In 1948 – The FAMOUS FILM The Red Shoes, had Costumes by Jacques Fath. This is stated in the Credits list. The lead roll was Danced by Moira Shearer. 1948 Artist Christian Berard and Jacques Fath together in a black and white photograph.
1945-6 The Theatre de la mode Exhibition of Paris was held with J.Fath as one of the exhibitors. I think this was one of his designs shown, as it is a majestic full volumed skirt in the style of the crinoline and velvet and satin green textiles. Image update entered 28 June 2014. and see top right design.
1948 A sensational black dress and coat lined in soft pink satin. Calling all new Designer’s This one would be great for 2011!.
1948 Artist: Rene Gruau. Designs by Jaques Fath and Paquin.
Sunshine Days in August 1949 A bathing costume complete with modisty red coat for strolling the beach. Exclusive dyes were used in the fabric which made it unique for it’s time and also difficult for his competitors to copy.
In 1949 He appeared in the film Scandale au Champs-Elysees 1949, directed by Roger Blanc. He also designed costumes for several films from 1948 to 1953. AMERICA – His magnificent designs enhanced the female form creating the most glamorous dresses to come from Paris after the war.
Jacques adored colour in his textiles and exciting designs and he forged a strong link with the American manufacturer Joseph Halpert, designing a very successful low priced range for the American market. Eventually his designs were accepted in America and it is quoted that Carmel Snow, editor of Harpers Bazaar in 1949 said, “He makes you have sex appeal, and believe me that’s important”.

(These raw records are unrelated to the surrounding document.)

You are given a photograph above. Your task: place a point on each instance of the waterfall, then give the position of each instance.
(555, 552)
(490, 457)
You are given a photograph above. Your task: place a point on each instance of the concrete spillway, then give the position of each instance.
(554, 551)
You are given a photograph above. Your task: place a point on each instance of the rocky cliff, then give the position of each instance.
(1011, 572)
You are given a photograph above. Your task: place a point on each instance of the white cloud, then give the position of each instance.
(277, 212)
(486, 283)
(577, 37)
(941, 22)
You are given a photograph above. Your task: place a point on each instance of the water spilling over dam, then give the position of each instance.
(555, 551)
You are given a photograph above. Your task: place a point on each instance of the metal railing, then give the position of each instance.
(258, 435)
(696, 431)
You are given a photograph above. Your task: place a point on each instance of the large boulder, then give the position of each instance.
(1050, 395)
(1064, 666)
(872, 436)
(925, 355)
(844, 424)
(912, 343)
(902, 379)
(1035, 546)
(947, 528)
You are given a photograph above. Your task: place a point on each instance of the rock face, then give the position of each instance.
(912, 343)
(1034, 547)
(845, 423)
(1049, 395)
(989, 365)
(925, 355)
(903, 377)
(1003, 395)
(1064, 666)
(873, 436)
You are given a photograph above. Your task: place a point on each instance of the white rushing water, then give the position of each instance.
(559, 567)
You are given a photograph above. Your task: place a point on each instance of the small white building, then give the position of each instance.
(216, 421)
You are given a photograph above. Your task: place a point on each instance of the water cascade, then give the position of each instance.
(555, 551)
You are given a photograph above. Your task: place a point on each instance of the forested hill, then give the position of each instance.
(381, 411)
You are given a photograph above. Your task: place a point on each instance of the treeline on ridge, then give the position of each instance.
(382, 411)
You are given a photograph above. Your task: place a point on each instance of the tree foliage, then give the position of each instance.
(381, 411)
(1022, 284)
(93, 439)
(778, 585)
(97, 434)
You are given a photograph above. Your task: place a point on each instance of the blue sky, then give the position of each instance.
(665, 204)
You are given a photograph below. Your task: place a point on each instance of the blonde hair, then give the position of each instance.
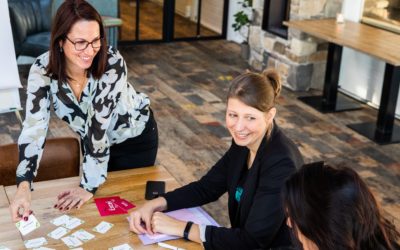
(257, 90)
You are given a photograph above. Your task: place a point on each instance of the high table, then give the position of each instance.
(375, 42)
(128, 184)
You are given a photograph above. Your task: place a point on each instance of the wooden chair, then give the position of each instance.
(61, 159)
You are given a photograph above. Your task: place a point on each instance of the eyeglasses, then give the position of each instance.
(82, 45)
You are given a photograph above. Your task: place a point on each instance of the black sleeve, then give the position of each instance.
(266, 214)
(208, 189)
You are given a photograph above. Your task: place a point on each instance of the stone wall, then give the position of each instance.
(301, 59)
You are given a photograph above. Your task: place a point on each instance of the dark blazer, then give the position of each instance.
(259, 221)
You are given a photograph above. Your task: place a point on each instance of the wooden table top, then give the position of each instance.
(373, 41)
(128, 184)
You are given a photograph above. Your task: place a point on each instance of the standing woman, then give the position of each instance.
(87, 83)
(333, 209)
(252, 171)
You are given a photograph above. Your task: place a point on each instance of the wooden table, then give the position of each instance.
(128, 184)
(375, 42)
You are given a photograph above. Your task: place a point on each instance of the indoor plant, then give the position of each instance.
(242, 20)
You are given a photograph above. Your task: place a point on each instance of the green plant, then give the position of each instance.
(242, 18)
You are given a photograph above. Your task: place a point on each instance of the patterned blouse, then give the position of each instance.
(108, 112)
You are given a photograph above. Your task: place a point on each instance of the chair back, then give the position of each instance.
(60, 159)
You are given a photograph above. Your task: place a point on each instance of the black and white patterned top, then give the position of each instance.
(108, 112)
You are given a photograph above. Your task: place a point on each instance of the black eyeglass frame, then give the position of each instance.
(87, 43)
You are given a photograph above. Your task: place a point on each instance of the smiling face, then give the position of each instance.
(81, 31)
(246, 124)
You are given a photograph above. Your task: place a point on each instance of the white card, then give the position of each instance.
(28, 226)
(33, 243)
(62, 220)
(103, 227)
(83, 235)
(121, 247)
(58, 233)
(71, 241)
(73, 223)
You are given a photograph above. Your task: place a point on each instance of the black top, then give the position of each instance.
(259, 221)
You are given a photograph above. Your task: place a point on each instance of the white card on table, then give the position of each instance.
(121, 247)
(58, 233)
(73, 223)
(28, 226)
(34, 243)
(71, 241)
(83, 235)
(62, 220)
(103, 227)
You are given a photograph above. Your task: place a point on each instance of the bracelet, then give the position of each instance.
(187, 230)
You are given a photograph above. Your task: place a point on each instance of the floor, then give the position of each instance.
(151, 20)
(187, 83)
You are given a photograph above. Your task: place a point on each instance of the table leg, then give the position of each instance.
(384, 131)
(331, 101)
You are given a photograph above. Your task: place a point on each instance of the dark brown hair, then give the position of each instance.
(67, 15)
(335, 209)
(256, 90)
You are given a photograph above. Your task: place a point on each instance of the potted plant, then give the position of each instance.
(242, 20)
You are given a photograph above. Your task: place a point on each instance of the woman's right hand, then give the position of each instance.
(22, 200)
(140, 219)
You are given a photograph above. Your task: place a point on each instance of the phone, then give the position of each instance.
(154, 189)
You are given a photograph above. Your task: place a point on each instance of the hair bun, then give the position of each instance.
(275, 80)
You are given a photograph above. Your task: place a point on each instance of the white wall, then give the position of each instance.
(9, 80)
(361, 75)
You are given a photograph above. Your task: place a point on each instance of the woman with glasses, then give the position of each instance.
(86, 82)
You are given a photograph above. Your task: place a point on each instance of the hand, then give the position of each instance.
(162, 223)
(140, 219)
(72, 198)
(22, 200)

The glamorous Film Actress Rita Hayworth was his Client. For her marriage to Aly Khan, he made her Wedding dress and trousseau. (27th May 1949).
This stylish design is a dress that could be revived today, dated from this journal in 1950. The Artist: Pierre Mourgue.
1951 – Photo Shoot Spring Crinolin Ball Gowns The bringing back of the “Crinolin Craze” is the style of the moment!
1951 – This fabulous Green full coat designed to go over a very full skirt or equally as well a slim-line black dress.
The description on the print reads as follows:- CE VASTE MANTEAU EN “TIBOUK” DE LESUR. DOUBLE DE COULEUR CONTRASTANTE , A UNE COUPE DE MANCHE TRES NOUVELLE ET SE FERME EN CARRE.
May 1952 Jacques Fath designs the black and white fine spotted dress for the front cover of Mode et Travaux. Quite a surprise – I did not know he based a design for this magnificent green skirt on the Crinolin style worn for the evening at the Princes residence shown with the stunning velvet dress by the side created by Dior. (1952). This was the first one we collected the other Crinolin’s are above. Many of his evening dresses were taken at Photo Shoots at the Palace of Versailles, Paris because of the rich luxurious settings, and they really made spectacular entrances. Whow at every glance!
Jacques Fath had the marketing gift and tremendous personal appeal. He introduced Perfume. He gave parties with his wife which had the effect of producing great publicity, further enhancing his business success. 1937 – A perfume advertisement for Fath called Canasta was attractive, and perfumes continued after 1954 in the name of Fath and this one is a later advert. dated 1957.
Behind the scenes he was struggling with appalling health and died at the early age of 42 of leukemia in 1954. The American press hailed him in 1953 as the “Fabulous young French Designer who is out to make every woman look like a great beauty. A great Designer who should be remembered with the highest acclaim of his generation”.
Unusually this signature has a middle F Any guess as to his middle name?